The collapse of Sainsbury’s and M&S own label milk supplier Tomlinsons Dairies into administration in October, a crisis Dairy UK CEO Judith Bryans said proved just how “wafer-thin margins in the dairy sector really are”, suggests the sector is far from through the storm yet.

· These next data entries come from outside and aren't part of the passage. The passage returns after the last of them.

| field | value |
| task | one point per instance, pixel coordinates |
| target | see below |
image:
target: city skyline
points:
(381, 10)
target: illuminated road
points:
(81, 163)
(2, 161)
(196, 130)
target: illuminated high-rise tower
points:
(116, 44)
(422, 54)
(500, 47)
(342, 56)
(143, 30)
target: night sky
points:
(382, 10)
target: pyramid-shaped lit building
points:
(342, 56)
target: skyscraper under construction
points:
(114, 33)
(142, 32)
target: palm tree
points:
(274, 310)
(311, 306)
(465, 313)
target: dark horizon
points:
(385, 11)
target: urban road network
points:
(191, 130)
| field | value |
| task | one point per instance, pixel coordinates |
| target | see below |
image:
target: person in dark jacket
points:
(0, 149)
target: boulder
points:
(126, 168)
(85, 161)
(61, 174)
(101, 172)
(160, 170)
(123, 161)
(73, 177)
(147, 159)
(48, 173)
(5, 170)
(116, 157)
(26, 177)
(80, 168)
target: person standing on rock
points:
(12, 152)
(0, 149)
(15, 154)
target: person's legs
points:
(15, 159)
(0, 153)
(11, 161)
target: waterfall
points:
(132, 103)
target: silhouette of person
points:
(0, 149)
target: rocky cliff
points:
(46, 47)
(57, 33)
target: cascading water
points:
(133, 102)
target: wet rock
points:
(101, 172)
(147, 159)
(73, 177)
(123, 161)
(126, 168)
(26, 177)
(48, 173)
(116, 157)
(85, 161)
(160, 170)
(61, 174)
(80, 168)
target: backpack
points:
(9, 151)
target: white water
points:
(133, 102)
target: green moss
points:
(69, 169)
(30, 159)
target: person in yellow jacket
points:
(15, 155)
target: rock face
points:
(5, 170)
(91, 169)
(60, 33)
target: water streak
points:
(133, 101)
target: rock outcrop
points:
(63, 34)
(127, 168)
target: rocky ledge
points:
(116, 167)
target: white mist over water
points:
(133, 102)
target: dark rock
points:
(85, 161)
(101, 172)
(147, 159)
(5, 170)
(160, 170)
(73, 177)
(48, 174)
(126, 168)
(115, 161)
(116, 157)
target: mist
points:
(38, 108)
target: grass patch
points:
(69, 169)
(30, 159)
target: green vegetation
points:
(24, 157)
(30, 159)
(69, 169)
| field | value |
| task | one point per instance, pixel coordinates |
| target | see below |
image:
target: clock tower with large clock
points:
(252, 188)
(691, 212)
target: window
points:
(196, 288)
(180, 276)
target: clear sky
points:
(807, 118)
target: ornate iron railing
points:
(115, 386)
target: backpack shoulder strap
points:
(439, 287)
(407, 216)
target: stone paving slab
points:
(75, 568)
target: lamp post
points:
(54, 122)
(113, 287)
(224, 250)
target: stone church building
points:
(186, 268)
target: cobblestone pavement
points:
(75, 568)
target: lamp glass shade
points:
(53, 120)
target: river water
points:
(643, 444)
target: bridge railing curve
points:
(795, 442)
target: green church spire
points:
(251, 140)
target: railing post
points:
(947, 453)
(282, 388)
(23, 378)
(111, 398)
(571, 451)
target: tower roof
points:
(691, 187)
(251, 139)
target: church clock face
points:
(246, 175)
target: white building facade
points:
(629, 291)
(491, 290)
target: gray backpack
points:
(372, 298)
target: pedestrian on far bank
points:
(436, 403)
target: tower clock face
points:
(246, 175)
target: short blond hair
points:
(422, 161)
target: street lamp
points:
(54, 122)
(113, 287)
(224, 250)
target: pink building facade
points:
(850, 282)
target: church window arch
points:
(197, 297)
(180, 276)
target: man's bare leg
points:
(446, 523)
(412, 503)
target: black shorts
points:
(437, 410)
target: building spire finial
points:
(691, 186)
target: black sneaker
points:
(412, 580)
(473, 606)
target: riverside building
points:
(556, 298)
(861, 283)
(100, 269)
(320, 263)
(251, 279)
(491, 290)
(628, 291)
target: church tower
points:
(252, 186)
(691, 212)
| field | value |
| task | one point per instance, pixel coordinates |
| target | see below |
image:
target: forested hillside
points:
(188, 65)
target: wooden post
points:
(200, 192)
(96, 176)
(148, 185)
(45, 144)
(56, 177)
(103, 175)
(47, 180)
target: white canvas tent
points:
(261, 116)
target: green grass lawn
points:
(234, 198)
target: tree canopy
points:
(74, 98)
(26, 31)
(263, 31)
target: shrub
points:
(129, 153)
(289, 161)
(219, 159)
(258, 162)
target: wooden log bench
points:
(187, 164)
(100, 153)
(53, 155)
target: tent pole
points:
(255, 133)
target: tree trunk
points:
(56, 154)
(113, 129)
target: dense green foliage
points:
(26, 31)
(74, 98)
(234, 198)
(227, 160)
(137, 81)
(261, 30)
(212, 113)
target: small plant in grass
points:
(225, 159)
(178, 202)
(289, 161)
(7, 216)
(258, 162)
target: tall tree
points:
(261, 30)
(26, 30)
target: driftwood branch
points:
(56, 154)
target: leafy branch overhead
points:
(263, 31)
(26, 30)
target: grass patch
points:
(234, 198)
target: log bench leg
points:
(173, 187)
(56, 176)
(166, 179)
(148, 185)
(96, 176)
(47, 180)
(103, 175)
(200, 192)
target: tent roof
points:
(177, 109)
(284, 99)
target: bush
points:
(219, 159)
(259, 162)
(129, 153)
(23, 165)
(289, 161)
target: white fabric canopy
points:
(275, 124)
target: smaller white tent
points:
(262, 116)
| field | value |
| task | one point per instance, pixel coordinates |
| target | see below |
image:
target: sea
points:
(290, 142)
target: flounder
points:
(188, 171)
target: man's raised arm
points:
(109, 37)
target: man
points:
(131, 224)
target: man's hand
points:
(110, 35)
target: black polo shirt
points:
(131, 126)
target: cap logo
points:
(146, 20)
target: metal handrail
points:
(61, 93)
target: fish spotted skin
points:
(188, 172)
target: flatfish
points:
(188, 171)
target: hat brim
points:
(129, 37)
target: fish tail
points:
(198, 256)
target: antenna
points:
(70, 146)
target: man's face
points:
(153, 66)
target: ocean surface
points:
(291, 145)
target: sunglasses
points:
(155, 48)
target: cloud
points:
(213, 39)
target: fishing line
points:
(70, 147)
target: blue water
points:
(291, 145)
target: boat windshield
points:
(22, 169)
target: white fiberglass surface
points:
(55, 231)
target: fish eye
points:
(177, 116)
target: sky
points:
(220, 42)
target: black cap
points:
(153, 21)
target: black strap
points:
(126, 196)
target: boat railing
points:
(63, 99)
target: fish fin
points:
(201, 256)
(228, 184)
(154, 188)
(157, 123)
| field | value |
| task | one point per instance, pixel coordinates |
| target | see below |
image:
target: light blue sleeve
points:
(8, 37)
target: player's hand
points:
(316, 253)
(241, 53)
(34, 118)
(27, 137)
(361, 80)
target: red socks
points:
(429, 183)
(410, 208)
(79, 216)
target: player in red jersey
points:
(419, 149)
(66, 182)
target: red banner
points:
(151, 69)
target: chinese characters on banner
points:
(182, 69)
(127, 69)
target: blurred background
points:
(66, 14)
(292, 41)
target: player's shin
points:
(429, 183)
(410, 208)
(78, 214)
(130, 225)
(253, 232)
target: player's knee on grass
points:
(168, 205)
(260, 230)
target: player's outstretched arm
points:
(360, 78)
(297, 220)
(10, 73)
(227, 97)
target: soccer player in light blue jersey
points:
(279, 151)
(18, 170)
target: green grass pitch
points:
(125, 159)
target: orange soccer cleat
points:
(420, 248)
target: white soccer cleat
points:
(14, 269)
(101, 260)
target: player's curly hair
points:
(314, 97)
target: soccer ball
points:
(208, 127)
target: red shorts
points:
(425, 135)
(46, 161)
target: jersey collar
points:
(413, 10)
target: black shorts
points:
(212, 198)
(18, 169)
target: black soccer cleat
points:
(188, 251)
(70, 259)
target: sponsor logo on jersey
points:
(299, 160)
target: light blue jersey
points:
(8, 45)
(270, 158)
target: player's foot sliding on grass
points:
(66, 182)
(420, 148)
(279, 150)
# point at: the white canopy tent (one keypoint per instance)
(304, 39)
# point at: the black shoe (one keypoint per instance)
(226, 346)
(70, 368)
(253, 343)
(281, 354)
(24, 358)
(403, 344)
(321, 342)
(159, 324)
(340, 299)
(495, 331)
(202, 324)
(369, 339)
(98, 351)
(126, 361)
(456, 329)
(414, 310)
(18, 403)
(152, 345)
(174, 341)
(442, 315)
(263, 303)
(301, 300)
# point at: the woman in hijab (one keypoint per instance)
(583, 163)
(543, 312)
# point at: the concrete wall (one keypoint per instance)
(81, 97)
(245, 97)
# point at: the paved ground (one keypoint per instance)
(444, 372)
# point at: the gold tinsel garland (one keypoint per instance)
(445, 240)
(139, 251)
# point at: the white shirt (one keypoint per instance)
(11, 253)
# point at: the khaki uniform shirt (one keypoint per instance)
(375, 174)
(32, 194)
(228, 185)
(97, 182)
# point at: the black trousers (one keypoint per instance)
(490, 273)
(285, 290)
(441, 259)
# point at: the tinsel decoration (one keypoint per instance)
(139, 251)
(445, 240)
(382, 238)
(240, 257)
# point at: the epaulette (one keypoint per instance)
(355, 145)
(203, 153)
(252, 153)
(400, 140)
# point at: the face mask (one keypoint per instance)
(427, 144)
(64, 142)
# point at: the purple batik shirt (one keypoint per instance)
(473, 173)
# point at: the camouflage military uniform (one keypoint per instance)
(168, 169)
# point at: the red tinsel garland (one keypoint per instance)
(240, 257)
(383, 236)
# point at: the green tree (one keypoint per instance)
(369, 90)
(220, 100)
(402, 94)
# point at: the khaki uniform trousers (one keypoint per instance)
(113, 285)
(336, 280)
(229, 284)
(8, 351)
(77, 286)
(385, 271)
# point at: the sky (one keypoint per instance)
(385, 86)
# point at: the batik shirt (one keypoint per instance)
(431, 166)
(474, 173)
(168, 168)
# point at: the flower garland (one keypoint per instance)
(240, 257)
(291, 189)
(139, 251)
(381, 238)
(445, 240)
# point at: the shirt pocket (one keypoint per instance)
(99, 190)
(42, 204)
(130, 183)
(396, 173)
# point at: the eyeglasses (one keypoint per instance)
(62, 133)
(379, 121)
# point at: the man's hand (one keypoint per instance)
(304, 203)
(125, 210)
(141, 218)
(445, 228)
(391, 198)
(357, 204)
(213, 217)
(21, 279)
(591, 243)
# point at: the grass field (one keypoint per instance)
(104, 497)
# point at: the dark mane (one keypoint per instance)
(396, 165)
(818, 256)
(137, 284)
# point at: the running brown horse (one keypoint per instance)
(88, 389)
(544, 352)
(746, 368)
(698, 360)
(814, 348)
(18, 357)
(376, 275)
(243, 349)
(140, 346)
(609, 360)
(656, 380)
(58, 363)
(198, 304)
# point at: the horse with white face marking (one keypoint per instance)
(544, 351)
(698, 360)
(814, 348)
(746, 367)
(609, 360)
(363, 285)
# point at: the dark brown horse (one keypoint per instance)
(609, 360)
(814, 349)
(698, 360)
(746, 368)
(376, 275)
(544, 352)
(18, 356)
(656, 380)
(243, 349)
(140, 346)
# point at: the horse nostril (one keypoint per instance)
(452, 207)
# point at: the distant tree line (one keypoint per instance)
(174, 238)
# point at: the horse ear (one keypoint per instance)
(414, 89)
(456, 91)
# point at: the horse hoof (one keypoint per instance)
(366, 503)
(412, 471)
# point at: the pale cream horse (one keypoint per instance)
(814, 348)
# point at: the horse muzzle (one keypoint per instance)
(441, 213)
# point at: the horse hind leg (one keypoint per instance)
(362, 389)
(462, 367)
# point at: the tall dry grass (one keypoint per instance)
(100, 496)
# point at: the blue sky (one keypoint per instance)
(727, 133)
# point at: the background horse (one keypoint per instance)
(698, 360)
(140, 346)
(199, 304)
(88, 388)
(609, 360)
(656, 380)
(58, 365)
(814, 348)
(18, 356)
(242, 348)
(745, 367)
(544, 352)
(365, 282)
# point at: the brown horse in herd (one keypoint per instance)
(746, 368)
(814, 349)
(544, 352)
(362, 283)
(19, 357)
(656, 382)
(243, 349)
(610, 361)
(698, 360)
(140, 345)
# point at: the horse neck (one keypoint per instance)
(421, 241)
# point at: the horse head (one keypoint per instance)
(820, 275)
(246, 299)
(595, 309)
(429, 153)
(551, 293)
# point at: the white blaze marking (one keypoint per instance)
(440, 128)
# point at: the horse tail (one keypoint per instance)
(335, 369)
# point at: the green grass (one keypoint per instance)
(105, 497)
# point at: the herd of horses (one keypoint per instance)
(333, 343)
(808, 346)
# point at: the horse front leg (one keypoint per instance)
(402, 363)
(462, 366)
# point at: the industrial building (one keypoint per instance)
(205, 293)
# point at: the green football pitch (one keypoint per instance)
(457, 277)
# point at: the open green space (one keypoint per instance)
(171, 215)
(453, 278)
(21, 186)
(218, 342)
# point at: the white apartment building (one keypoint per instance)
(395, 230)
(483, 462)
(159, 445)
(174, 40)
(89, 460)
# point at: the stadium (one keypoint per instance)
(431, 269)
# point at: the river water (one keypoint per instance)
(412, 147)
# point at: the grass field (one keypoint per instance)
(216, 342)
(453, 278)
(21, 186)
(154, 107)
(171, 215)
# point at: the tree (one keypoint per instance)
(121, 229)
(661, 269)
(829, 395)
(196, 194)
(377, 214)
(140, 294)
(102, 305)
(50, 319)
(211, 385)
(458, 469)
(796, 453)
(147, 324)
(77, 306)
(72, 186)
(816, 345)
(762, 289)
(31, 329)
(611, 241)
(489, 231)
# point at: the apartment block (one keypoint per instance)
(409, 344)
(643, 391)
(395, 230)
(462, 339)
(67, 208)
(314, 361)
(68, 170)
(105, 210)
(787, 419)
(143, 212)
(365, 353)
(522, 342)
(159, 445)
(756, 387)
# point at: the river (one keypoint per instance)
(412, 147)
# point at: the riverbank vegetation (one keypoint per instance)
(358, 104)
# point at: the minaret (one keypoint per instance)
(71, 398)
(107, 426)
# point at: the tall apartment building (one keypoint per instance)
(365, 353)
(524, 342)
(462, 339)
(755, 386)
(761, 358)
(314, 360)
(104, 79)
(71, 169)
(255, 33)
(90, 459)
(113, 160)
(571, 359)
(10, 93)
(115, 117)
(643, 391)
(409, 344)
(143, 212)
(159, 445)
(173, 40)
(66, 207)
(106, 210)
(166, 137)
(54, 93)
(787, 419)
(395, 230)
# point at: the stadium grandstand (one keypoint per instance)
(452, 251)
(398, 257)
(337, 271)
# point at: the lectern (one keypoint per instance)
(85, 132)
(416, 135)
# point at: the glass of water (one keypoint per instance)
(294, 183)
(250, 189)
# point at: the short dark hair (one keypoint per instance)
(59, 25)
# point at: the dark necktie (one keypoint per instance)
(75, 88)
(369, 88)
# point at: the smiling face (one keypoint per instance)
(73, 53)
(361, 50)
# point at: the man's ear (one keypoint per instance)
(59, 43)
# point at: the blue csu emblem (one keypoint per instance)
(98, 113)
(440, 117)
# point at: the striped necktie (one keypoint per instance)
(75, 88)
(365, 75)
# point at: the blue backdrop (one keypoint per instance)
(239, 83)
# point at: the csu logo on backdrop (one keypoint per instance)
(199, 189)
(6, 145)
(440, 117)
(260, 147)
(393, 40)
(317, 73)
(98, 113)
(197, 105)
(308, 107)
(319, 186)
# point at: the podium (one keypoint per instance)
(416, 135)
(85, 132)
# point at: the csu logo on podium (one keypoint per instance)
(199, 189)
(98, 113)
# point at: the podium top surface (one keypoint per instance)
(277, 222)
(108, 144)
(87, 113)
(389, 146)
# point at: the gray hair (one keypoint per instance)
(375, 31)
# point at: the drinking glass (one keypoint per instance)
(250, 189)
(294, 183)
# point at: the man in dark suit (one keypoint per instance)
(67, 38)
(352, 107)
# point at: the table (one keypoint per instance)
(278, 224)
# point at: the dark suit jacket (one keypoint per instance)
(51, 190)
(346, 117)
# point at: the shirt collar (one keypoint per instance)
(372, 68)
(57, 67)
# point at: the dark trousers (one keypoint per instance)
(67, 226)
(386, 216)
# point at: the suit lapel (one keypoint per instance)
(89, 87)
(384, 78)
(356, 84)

Conversely, the shutdown of coffee shops hasn’t been a bad thing for flavoured milk, up £6.7m. Coffee shop giant Starbucks particularly benefited with a £12.1m gain. Which just goes to show the power of a brand.

 

Top Products 2020

In association with Nielsen

Top 10 Milk
             
        £m £ change %
Total volume change: 1.6%   Total Category: 2908.5 113.3 4.1
      Total Own Label: 1871.3 -10.4 -0.6
             
This year’s rank Last year’s rank Brand Manufacturer £m change (£m) change (%)
1 1 Cravendale Arla Foods 179.4 29.5 19.7
2 2 Alpro Alpro 173.4 27.0 18.5
3 4 Freshways Nijjar Dairies 97.8 34.1 53.5
4 8 Oatly Oatly 70.4 36.2 105.7
5 5 Lactofree Arla Foods 56.8 4.9 9.5
6 6 Arla Arla Foods 52.4 2.6 5.3
7 3 Müller Müller 51.4 -13.8 -21.1
8 9 Grahams Graham’s Family Dairy 34.2 9.0 35.9
9 10 Yeo Valley Arla Foods 24.6 5.0 25.7
10 16 Pensworth Pensworth Farms 15.8 5.7 55.8
Top 5 Yoghurt Drinks
             
        £m £ change %
Total volume change: 6.1%   Total Category: 241.2 15.4 6.8
      Total Own Label: 21.0 -2.3 -9.8
             
This year’s rank Last year’s rank Brand Manufacturer £m change (£m) change (%)
1 1 Actimel Danone 103.8 12.8 14.1
2 2 Benecol Raisio 42.0 -3.1 -6.9
3 3 Yakult Yakult 27.7 2.7 10.6
4 4 Biotiful Dairy Biotiful Dairy 16.0 4.1 33.9
5 5 Yop Yoplait 6.1 -0.9 -13.6
Top 10 Flavoured Milk
             
        £m £ change %
Total volume change: -1.5%   Total Category: 420.1 6.7 1.6
      Total Own Label: 64.2 -1.5 -2.3
             
This year’s rank Last year’s rank Brand Manufacturer £m change (£m) change (%)
1 2 Starbucks Arla Foods 73.0 12.1 19.8
2 1 Yazoo Friesland Campina 63.6 0.8 1.4
3 3 Frijj Müller 24.1 -10.1 -29.5
4 4 Emmi Emmi 22.4 2.0 10.1
5 6 Alpro Alpro 12.8 -0.9 -6.5
6 9 Dunns River Enco Products 12.6 0.2 2.1
7 7 Mars Mars Consumer Drinks 11.9 -1.6 -11.7
8 5 Weetabix Weetabix 10.8 -4.3 -28.7
9 11 Shaken Udder Shaken Udder 10.1 0.2 2.8
10 10 U Fit Lacka Foods 10.0 -2.1 -17.2

 

 

The Grocer’s Top Launch

Arctic iced coffee one litre 3

Arctic Café Latte 1l carton, Crediton Dairy

Iced coffee drinks suffered a major sales slump when the first lockdown killed on-the-go occasions. So, Crediton couldn’t have timed this launch any better. Planned before the pandemic, the one-litre Arctic Café Latte carton rolled out in June, aimed at in-home use. It landed in Tesco and Co-op, soon achieving a non-promoted average sales rate of more than 30 packs per store per week, according to its maker. It’s no surprise Arctic followed it up with a big pack for its Caramel Latte in September.